Sporadic RWatch this week (busy still); will post this and update as the week wears on.
It's practically impossible to write this review and not spoiler the episode. My first attempt at this tried not to include spoilers, but for the edited version (this one), I'm throwing caution to the wind and just saying that if you don't want a serious spoiler (and believe me, you WILL like this story much better without spoilers), don't read this.
Rose: For God's sake, stop mentioning her!!!
The End of the World: The Doctor takes his companion into the far, far future, to meet quasi-human things, and other things claiming to be the last human.
The Empty Child: Captain Jack flirting his way through history, etc.
Boom Town: The rift in Cardiff being used as a Tardis-recharger; Captain Jack; introspective story in which we get to know one of the villains a little better; someone does something creative and unexpectes with the Tardis console.
Bad Wolf/The Parting of the Ways: "Just saying hello," "I don't mind" returns in catchphrase format. Along with various quips about how good Jack looks naked, etc. John Simms' speech when he regenerates is a deliberate parallel of David Tennant's "New teeth, that's weird," one.
The Impossible Planet: Industrial red-lit settings; unforeseen threat from an old enemy of the Doctor's; the Doctor gives the *&%^ "indomitable" speech for no good reason; Tardis goes missing; the Doctor and companions do a "it could be dangerous out there... [outrageous grin and rush out into said peril]" bit, although somewhat more understatedly here.
Torchwood: Captain Jack repeatedly dies, lies around for a minute or two and comes back with a big gasp. But that's it, fortunately; it's lovely to have the proper Jack back, as opposed to the evil twin version.
Ripping Themselves Off: Human Nature; hope Paul Cornell got paid extra for this. Plus the arrival, finally, of Mister Saxon. Martha sees herself, and even her own catchprases about the Doctor not loving her, in Chantho.
Timelash Moment and The Fifth Element: Haven't the faintest this time, actually. If I think of something, I'll update.

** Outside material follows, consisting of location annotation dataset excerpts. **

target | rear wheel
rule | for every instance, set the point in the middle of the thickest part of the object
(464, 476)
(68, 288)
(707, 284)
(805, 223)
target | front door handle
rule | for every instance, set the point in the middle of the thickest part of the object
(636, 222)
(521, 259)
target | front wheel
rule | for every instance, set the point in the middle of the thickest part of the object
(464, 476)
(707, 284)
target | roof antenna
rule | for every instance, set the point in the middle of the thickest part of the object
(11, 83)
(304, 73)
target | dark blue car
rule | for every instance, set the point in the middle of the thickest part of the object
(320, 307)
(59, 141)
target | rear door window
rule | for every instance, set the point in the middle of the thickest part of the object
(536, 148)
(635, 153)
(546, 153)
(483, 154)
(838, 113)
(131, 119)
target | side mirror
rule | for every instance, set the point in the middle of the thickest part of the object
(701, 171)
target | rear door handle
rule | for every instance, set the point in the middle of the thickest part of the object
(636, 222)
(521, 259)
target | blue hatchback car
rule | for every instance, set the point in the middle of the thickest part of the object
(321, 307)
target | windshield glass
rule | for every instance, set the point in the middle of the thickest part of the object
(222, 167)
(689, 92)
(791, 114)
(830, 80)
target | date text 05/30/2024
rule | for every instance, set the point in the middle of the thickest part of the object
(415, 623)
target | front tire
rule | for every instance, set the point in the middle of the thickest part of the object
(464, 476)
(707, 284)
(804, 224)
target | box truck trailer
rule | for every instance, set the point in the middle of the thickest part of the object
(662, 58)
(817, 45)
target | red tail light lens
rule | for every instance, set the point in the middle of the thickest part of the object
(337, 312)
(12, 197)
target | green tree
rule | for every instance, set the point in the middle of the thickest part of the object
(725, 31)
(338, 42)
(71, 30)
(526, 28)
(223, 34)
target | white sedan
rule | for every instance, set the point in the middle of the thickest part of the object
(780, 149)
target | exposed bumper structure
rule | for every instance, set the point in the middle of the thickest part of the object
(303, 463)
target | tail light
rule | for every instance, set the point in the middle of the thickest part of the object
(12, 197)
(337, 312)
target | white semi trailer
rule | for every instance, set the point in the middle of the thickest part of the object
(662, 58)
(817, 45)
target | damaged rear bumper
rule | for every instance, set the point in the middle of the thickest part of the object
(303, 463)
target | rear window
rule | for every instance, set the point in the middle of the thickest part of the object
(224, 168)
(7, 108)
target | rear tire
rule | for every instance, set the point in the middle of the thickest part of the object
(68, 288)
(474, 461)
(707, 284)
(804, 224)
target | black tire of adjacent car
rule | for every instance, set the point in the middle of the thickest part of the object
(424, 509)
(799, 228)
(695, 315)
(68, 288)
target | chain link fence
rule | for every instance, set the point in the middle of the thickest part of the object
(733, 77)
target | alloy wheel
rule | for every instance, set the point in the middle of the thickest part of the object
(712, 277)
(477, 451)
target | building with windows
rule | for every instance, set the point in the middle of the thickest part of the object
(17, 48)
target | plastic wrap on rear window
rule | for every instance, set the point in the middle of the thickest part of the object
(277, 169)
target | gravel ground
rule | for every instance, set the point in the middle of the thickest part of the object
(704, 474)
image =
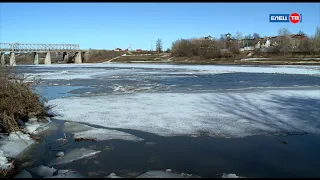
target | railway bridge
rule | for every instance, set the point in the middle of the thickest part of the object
(36, 49)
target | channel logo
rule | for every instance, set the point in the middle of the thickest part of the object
(294, 18)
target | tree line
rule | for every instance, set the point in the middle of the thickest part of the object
(228, 46)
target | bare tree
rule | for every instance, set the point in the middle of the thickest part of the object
(159, 45)
(239, 35)
(316, 41)
(301, 33)
(283, 42)
(305, 46)
(256, 36)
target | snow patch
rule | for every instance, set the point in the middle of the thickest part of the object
(104, 134)
(74, 155)
(228, 114)
(82, 131)
(15, 143)
(43, 171)
(4, 164)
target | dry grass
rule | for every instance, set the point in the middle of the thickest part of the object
(17, 101)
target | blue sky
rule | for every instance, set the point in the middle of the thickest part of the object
(111, 25)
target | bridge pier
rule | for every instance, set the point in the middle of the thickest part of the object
(78, 58)
(3, 62)
(12, 59)
(65, 57)
(36, 58)
(47, 60)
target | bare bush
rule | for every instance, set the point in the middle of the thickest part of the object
(17, 101)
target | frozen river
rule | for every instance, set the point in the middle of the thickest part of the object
(150, 101)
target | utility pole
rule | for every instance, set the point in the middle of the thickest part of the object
(151, 45)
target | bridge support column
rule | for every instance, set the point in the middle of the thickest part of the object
(65, 57)
(78, 58)
(12, 59)
(36, 58)
(47, 60)
(3, 62)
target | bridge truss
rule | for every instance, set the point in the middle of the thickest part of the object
(24, 48)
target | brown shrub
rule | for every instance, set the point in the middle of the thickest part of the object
(17, 101)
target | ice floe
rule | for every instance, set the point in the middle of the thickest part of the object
(82, 131)
(74, 155)
(229, 114)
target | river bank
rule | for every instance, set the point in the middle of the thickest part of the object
(208, 121)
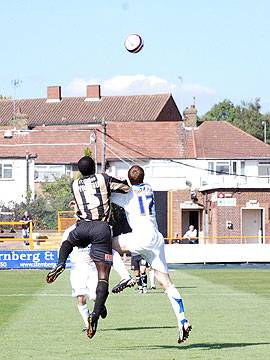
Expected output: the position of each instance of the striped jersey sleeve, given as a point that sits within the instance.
(92, 195)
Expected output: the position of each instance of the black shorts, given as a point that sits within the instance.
(97, 233)
(137, 261)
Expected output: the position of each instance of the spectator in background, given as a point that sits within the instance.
(191, 235)
(26, 219)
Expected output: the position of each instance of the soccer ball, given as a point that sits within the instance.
(134, 43)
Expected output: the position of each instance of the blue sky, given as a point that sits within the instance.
(208, 49)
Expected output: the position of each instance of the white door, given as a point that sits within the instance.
(252, 226)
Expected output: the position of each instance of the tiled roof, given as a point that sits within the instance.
(65, 144)
(222, 140)
(157, 107)
(134, 140)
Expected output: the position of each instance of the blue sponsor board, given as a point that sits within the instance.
(28, 259)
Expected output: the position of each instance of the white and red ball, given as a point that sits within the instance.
(134, 43)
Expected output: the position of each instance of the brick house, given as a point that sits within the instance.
(214, 176)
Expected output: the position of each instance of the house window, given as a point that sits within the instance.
(234, 168)
(51, 172)
(243, 168)
(222, 167)
(264, 168)
(5, 171)
(211, 168)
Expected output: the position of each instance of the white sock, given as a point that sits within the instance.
(83, 310)
(152, 278)
(119, 266)
(177, 304)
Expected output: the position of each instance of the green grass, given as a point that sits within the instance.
(228, 308)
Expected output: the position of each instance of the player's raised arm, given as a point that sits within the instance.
(116, 185)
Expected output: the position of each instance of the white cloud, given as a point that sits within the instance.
(183, 93)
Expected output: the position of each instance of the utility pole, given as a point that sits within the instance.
(264, 131)
(15, 83)
(103, 161)
(93, 139)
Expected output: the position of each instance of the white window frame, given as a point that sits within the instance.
(4, 167)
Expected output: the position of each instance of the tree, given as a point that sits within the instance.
(246, 116)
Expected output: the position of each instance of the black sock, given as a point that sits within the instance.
(144, 279)
(138, 280)
(65, 249)
(101, 296)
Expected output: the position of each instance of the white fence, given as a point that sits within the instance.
(217, 253)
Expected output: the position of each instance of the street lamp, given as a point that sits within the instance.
(264, 131)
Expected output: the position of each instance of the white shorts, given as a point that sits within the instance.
(149, 244)
(84, 279)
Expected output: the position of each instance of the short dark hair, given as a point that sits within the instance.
(86, 166)
(136, 175)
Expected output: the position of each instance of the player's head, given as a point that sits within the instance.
(136, 175)
(86, 166)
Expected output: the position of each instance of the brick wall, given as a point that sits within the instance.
(219, 215)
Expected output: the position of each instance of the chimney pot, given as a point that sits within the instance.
(54, 94)
(93, 93)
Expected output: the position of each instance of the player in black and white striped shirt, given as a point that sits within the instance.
(92, 195)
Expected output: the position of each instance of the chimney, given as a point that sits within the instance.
(54, 94)
(190, 116)
(93, 93)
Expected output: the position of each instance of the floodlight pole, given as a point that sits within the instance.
(264, 131)
(103, 160)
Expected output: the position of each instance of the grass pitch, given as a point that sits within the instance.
(228, 308)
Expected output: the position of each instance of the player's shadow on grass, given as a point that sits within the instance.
(139, 328)
(208, 346)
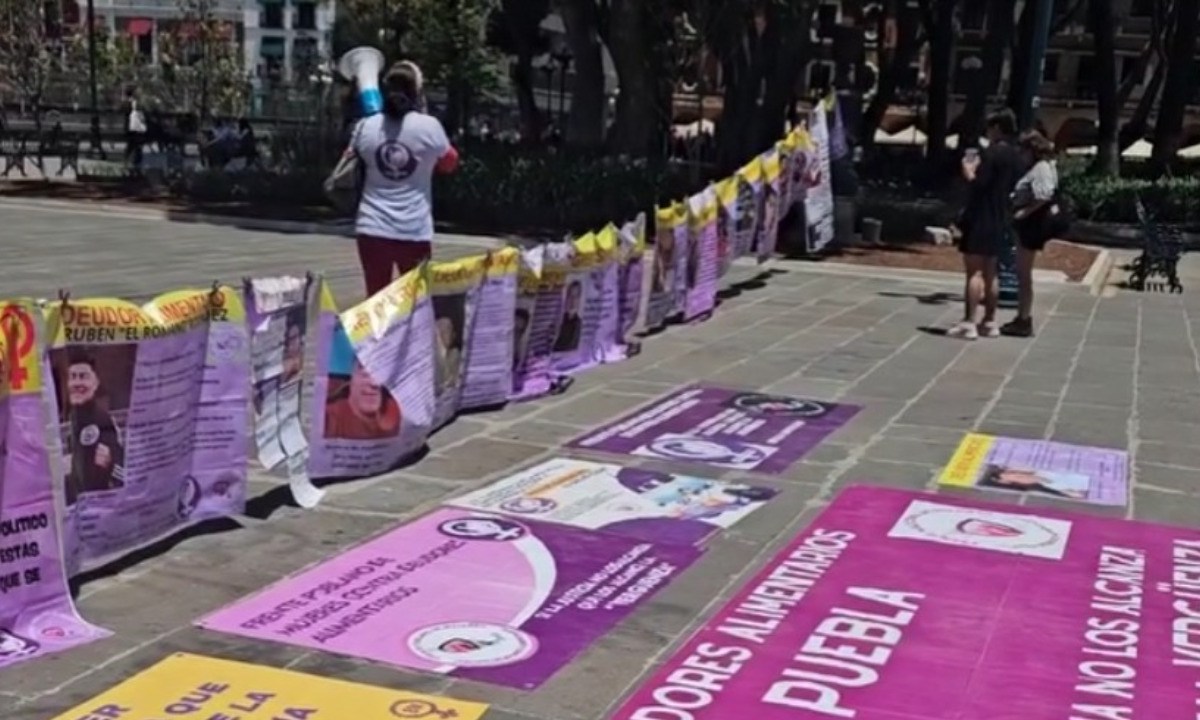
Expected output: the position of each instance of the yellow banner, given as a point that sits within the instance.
(21, 367)
(186, 685)
(967, 461)
(99, 321)
(373, 316)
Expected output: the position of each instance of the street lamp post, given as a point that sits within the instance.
(96, 143)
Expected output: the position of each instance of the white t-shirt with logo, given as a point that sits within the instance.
(399, 161)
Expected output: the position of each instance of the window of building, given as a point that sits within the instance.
(273, 15)
(305, 17)
(1050, 69)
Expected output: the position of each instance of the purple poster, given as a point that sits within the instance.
(375, 391)
(897, 605)
(667, 289)
(154, 403)
(456, 288)
(703, 210)
(631, 238)
(462, 593)
(490, 355)
(538, 318)
(587, 330)
(727, 429)
(36, 613)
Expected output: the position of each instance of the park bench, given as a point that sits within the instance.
(1162, 247)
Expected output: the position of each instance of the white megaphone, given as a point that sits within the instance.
(361, 66)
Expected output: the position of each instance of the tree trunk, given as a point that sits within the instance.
(1179, 85)
(585, 127)
(1001, 24)
(941, 61)
(892, 66)
(630, 42)
(1108, 102)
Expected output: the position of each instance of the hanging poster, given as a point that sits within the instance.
(720, 427)
(37, 616)
(749, 208)
(768, 227)
(375, 390)
(631, 257)
(587, 330)
(819, 190)
(490, 345)
(154, 403)
(726, 223)
(702, 253)
(538, 318)
(279, 317)
(456, 291)
(214, 689)
(1097, 475)
(631, 502)
(456, 592)
(667, 282)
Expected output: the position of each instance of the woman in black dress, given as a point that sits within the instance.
(985, 223)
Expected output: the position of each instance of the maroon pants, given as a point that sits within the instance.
(381, 256)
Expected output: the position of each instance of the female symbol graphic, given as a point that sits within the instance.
(414, 709)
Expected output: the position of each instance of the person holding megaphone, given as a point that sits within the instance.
(395, 150)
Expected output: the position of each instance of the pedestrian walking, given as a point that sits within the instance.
(1037, 219)
(985, 225)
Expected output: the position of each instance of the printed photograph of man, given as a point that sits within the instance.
(357, 408)
(93, 387)
(450, 318)
(571, 328)
(664, 262)
(293, 345)
(520, 336)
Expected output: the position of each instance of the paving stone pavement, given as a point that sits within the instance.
(1120, 371)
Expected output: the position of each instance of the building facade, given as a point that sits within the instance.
(281, 41)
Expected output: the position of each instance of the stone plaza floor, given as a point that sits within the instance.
(1120, 371)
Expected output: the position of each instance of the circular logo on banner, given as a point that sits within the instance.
(484, 528)
(472, 645)
(395, 161)
(963, 526)
(778, 405)
(189, 497)
(528, 505)
(705, 450)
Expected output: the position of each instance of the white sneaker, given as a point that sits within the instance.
(964, 330)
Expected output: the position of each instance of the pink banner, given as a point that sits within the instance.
(909, 606)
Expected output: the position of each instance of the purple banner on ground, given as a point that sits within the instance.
(462, 593)
(631, 502)
(36, 613)
(154, 405)
(631, 253)
(373, 399)
(1096, 475)
(703, 262)
(490, 354)
(456, 288)
(897, 605)
(279, 313)
(727, 429)
(667, 275)
(587, 329)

Old Skool Who: Trial of a Time Lord and Battlefield (we're initially led to believe that the Professor is a mind-wiped future incarnation of the Doctor); The Ark (oh, figure it out); The Ark in Space (compromised humanity-rescue attempt; also, please, Nu-Who team, no more variations on the £%&* "indomitable" speech!); Survival (the Master, and people with animal teeth); The Curse of Fenric (what humanity will evolve into in the far future; Doctor as vengeful pagan deity); The Leisure Hive (clickety insect people). There's a lot of New Adventures stuff in here as well (Steve Lyons' "Land of Fiction" books including a kind of evil-twin version of the Doctor, for instance, and they have lots of introspective moments where companions think about how little they really mean to the Doctor).
Everything Else: Dead Ringers' "Torchwood" spoof ("I'm Captain Jack Harkness, and these are my shiny teeth..."); that Alita: Battle Angel comic mentioned below (in which the alt-universe Alita bonds with the alt-universe version of the villain); the 1960s version of "First Men in the Moon" (deserted planet; insect people; mad professors); Neil Gaiman's Sandman (man who finds he literally cannot die) and Neverwhere (multilayered structure crammed full of weird people). Several episodes of Blake's 7, principally "Countdown" (two antagonistic, yet similar, men have a fraught discussion while defusing a nuclear devce and end up respecting each other), "Deliverance" (rocket bearing the last survivors of a humanoid race which its creators can't launch, until an alien turns up and shows them how to do it) and "Dawn of the Gods" (spaceship winds up in a starless void where refugees are engaged upon a mysterious task). Robert Asprin's Thieves World novels feature a character who never can die, and who periodically takes it upon himself to test whether this is still the case (haven't read the books since I was about sixteen, so can't remember more). Buffy the Vampire Slayer S5 featured the Knights of Byzantium, who sport tattoos not a million miles from those sported by some of the Futurekind; Mad Max and its sequels (as admitted by Graham Harper)-- in fact any of the postapocalyptic-punk films that filled the cinema schedules in the 1980s.